Twelve traders with Essex-based Vega Capital London have been accused of manipulating markets and violating antitrust laws by the US coin, metals and jewelry dealer Mish International Monetary. The defendants had moved to have the suit thrown out, arguing they were simply following what their lawyer has called “blaring” market signals.

“The content of their communications, along with the high degree of correlative trading among most of them, give rise to a highly plausible inference of an agreement among them,” US district judge Gary Feinerman wrote in his order, which included excerpts of messages between the traders.
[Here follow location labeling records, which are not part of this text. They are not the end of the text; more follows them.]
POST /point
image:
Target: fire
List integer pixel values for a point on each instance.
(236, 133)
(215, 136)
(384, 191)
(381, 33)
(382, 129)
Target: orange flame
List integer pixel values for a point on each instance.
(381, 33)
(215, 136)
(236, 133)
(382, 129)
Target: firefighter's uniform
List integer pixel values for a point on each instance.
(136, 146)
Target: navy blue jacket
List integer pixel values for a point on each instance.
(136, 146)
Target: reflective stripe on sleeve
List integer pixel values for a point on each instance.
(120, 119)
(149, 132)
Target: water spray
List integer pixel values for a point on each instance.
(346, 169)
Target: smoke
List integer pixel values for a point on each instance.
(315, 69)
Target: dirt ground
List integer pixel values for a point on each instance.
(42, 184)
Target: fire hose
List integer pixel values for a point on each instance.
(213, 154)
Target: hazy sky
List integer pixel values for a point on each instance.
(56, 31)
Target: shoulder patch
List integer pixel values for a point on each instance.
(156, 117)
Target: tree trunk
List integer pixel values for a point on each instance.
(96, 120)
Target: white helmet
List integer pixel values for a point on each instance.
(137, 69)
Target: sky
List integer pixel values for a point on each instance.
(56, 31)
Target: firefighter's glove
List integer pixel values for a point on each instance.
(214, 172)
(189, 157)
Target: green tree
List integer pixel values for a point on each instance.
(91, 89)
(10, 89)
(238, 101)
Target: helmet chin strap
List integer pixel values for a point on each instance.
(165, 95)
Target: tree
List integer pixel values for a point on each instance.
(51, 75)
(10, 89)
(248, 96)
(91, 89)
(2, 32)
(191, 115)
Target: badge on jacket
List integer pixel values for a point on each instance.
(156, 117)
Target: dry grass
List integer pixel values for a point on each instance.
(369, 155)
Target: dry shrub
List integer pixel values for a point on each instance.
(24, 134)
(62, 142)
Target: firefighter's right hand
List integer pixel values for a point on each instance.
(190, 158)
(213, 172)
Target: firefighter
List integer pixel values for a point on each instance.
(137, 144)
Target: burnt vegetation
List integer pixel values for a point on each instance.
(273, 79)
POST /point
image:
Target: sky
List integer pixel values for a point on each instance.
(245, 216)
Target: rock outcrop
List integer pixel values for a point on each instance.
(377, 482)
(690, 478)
He gave the go-ahead for the case to proceed against eight of the traders.

On 20 April 2020 oil prices dropped below zero for the first and, so far, only time after the coronavirus brought much of the world to a halt and triggered an oversupply of oil.

Messages on the traders’ WhatsApp group, which was titled “Legends XXX”, showed the traders trying to push prices for WTI crude oil futures – an actively traded oil commodity – lower and exchanging information about their positions, according to the court filing.

“We pushed each other so hard for years for this one moment … And we fucking blitzed it boys,” read one message. “Just keep selling it every 5 points,” another said. “You’ve just got to keep selling,” said another. “Everyone is going to be short and have ammo,” read another. “Fucking mental. I wanna see negative WTI prices,” read another.

Mish has accused the traders of acting in “virtual lockstep” to sell oil contracts in an attempt to depress oil prices.

Between 96.2% and 99.7% of their trades were highly correlated, according to the suit, and moved “in the same direction at the very same time”. In the 30 minutes between 1 and 1.30pm, when the market closed, the traders were allegedly responsible for 29.2% of the total volume in WTI crude oil futures.

According to an investigation by Bloomberg News, the traders at Vega Capital mostly lived and worked out of their homes in the same neighborhood in Essex and were brought together by an experienced trader named Paul Commins, known as “Cuddles”.